- Tokyo Decadence DVD cover
- Directed by: Ryū Murakami
- Screenplay by: Ryū Murakami
- Based on: Topaz by Ryū Murakami
- Produced by: Chosei Funahara
- Starring: Miho Nikaido; Sayoko Amano; Yayoi Kusama; Chie Sema;
- Cinematography: Tadashi Aoki
- Edited by: Kazuki Katashima
- Music by: Ryuichi Sakamoto
- Distributed by: Cinema Epoch
- Release date: 6 January 1992 (Japan);
- Running time: 113 minutes
- Country: Japan
- Language: Japanese
- Box office: $277,845

= Tokyo Decadence =

1992 film

Tokyo Decadence (トパーズ, Topāzu) is a 1992 Japanese pink film. This erotic film was directed by Ryū Murakami (村上 龍) with music by Ryuichi Sakamoto (坂本 龍一 ). The film was shot and completed during 1991 and released in the start of 1992. It stars Miho Nikaido (二階堂 美穂) and is also referred to as Topaz, that title being both the translation of the original Japanese title and that of the Murakami story it is an adaptation of. Because of the cruel and graphic nature of this film, it has been banned in several countries such as Australia and South Korea. Shimada Masahiko (島田 雅彦) also makes an appearance in this film. The story follows Ai (愛), the submissive and lovesick prostitute who goes about her trade with misery and is being abused by hedonists and criminals while trying to find some sort of appeasement away from the fact that her lover is currently married.

==Plot==
Ai, a timid 22-year-old college student in Tokyo, works as a prostitute for an exclusive escort agency that caters to wealthy, perverted men. To please her clients, Ai has to play out elaborate fantasy scenarios involving sexual humiliation and light sadomasochism/bondage.

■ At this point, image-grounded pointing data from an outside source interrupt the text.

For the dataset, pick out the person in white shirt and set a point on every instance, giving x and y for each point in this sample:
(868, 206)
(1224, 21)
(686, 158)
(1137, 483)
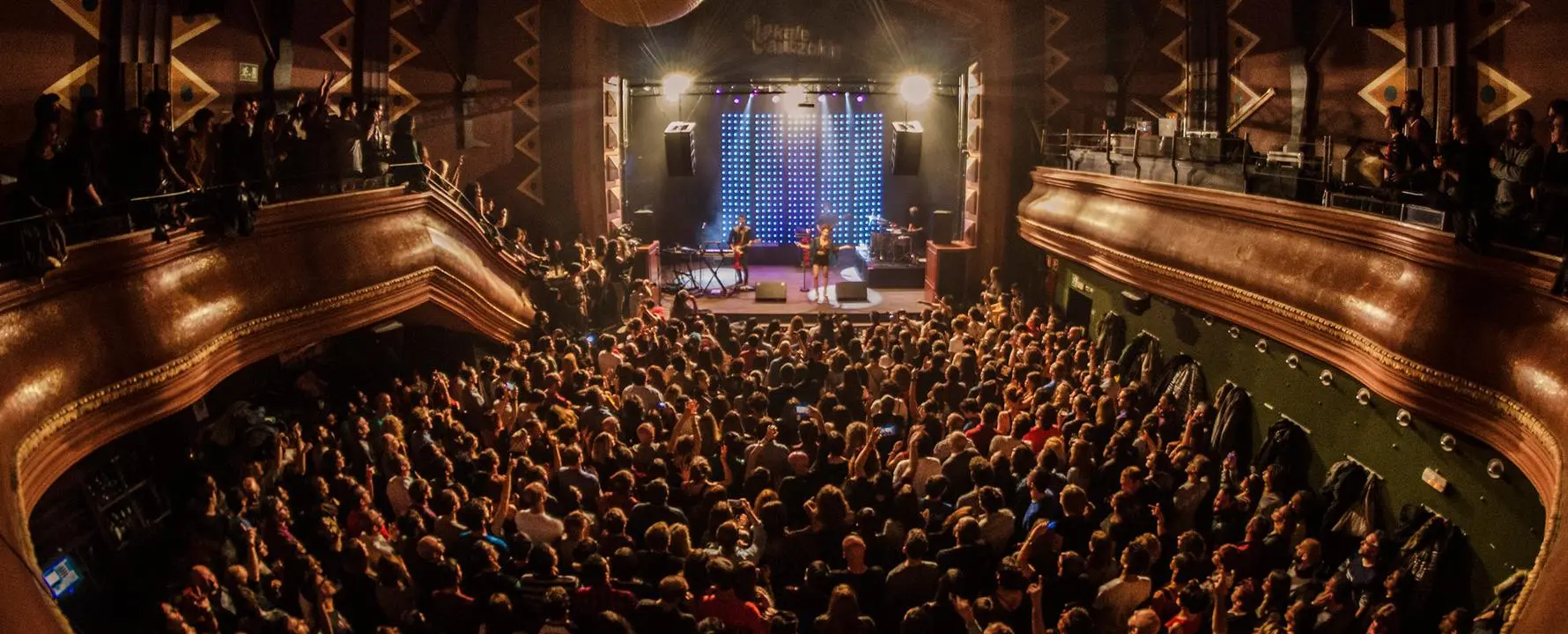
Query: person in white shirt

Ai visits a fortune-teller, played by Yayoi Kusama, who advises her to find a "pink stone", and then fashion it into a ring. The fortune teller also advises Ai to put a telephone directory under her television, and to avoid a gallery in the east. When she later loses the ring she risks her life to recover it.

Ai shows an emotional connection to one of her clients, another sex worker who is a female dominant and who Ai clearly admires. She confides to this client that she has unrequited love for the gallery artist, and Ai's client tells her that she must live life to the fullest otherwise she will be filled with regrets. She tells Ai that she must confront this part of her life then she can move forward as her future will be hers.

Taking the advice of her female client, and an unidentified drug which her client gave her to provide her with the courage of lions, she becomes dangerously inebriated and fails in an attempt to meet her ex lover.

She meets the artist's wife who sings for her, saying that it's a great audience even though Ai is the only other person present. The wife says that they were previously rivals but because the artist is suffering from dementia the rivalry is over and they can be friends. The wife is then collected by her nurse who says that if anything happens to the wife she will be held responsible. After Ai attempts to break into the artist's house the police are called and take her into custody. She is rescued from the police by the artist's wife who is said to have once been a great singer but is now crazy.

Throughout the film, Ai's movements have been timid and stiff and her posture demure. After the credits there is a sequence of her dancing on stage boldly and fluidly thus finalizing her growth in to her new future.

== Cast ==

- Miho Nikaido as Ai
- Sayoko Amano as Saki
- Yayoi Kusama as Fortune Teller
- Chie Sema as Opera Lady

==Release==
The film was banned by the Ontario Film Review Board. David Cronenberg protested the board's decision stating that "even by their own rules, which they invented, it's clearly acceptable".

== Reception ==
 Metacritic, which uses a weighted average, assigned the a score of 48 out of 100, based on 14 critics, indicating "mixed or average" reviews.

Writing for the Guardian, Peter Preston described the film as "not, by any standard, entertainment. It is, from time to time, almost too agonising to watch: but at least, in its unrelenting, occasionally powerful way, it shows how sex and violence can sometimes, in their capacity for degradation, be brothers under the crawly skin."